Dabei erlebt die rumänische Hauptstadt doch gerade einen Aufschwung, der sich nicht zuletzt in teuren Autos im Straßenbild und zahlreichen Baustellen äußert. Die Kunstszene profitiert vom gestiegenen Wohlstand. Rund 50 ernstzunehmende Galerien gibt es mittlerweile im Lande, die zwei Dutzend wichtigsten nehmen an der Messe teil, dazu einige auswärtige mit rumänischen Positionen.

Besonders spannend ist die Premiere der kleinen Sektion „Platform“ mit sechs Galerien, die im Schnitt erst seit zwei Jahren existieren. Sie vertreten ganz junge Positionen in Solo- und Duo-Präsentation von Künstlern, die zumeist in ihren Zwanzigern sind. Mit Lutnița aus Chișinău ist sogar die einzige zeitgenössische Galerie Moldawiens dabei, gegründet 2022 mit Unterstützung der Plan B Foundation. Himera aus Temeschwar setzt die sehr feinen Steinreliefs von Taisia Corbuț (Jahrgang 1997) in Dialog mit den surrealistisch inspirierten Bildern von Mihaela Coandă (1999), die direkt auf die ungrundierten, unterschiedlich strukturierten Leinwände gemalt sind.
So jung die Künstlerinnen, so erfrischend sind die Preise ihrer Arbeiten. Die Reliefs kosten zwischen 1000 und 2000 Euro (netto), die Gemälde starten schon bei 700 Euro.
Eine Ausnahme in dieser Sektion bildet das Atelier 35, das seit seiner Gründung 1970 durch die Union der Plastischen Künstler alle paar Jahre an die nächste Generation weitergegeben wird. Die meisten der heute international bekannten rumänischen Künstler hatten hier ihre erste Einzelausstellung, inklusive Adrian Ghenie. Der ist übrigens nicht auf der Messe vertreten.
Zarte Holzskulpturen des 1991 geborenen Mihail Şarpe (2000 bis 5000 Euro) mit Gemälden und Zeichnungen von Nationalheld Paul Neagu (gest. 2004), die bis zu 70.000 Euro kosten, kombiniert die Ivan Gallery aus Bukarest. Preislich ist die teure Arbeit ein Ausreißer. Lokale Sammler kaufen in der Regel bis in den höheren vierstelligen und ausnahmsweise niedrigen fünfstelligen Bereich.

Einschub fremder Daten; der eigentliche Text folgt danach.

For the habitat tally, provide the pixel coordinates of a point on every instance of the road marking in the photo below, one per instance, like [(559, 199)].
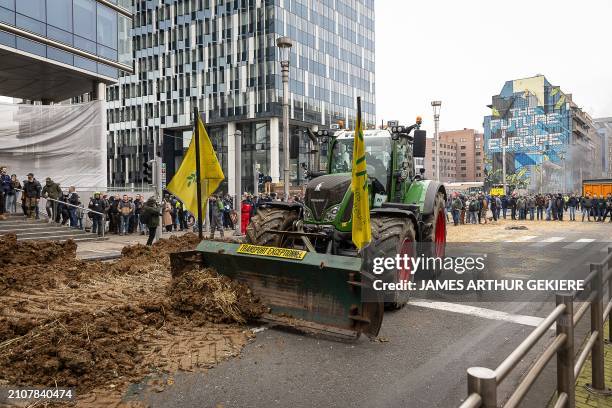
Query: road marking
[(548, 241), (523, 239), (581, 243), (481, 312)]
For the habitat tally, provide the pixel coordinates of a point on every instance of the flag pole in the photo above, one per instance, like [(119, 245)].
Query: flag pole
[(198, 175)]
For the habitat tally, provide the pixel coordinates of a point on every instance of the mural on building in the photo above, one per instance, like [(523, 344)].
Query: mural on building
[(534, 119)]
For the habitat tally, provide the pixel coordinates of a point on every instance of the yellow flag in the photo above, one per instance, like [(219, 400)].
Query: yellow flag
[(183, 184), (362, 233)]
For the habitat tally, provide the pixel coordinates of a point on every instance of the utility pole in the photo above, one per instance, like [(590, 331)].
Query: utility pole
[(238, 180), (285, 44), (157, 160), (436, 107), (504, 161)]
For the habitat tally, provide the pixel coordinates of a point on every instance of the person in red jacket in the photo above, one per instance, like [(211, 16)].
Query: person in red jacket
[(245, 214)]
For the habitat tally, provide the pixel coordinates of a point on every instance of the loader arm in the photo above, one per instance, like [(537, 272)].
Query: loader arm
[(308, 291)]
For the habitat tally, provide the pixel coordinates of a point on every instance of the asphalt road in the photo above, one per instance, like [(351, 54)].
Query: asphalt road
[(421, 363)]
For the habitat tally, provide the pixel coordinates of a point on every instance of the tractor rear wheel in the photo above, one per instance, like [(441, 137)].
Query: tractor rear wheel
[(392, 236), (434, 235), (270, 218)]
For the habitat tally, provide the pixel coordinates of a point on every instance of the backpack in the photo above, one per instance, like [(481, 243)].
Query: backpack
[(145, 217)]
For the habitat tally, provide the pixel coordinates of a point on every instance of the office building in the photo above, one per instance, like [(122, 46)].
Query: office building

Die bekannteste rumänische Galerie Plan B aus Cluj und Berlin und Gregor Podnar aus Wien teilen sich die 1974 geborene Marieta Chirulescu, die sie an ihren benachbarten Ständen zeigen. Mihai Pop von Plan B erklärt die große Preisschere mit der Unsicherheit der rumänischen Sammler. Sie seien erst bereit höhere Preise zu zahlen, wenn eine Position die Weihen durch westliche Institutionen oder Galerien erhalten habe. Wie sich an Ghenie oder Neagu zeigt, sind die im internationalen Markt angekommenen Künstler dann allerdings oft zu teuer für den heimischen Markt.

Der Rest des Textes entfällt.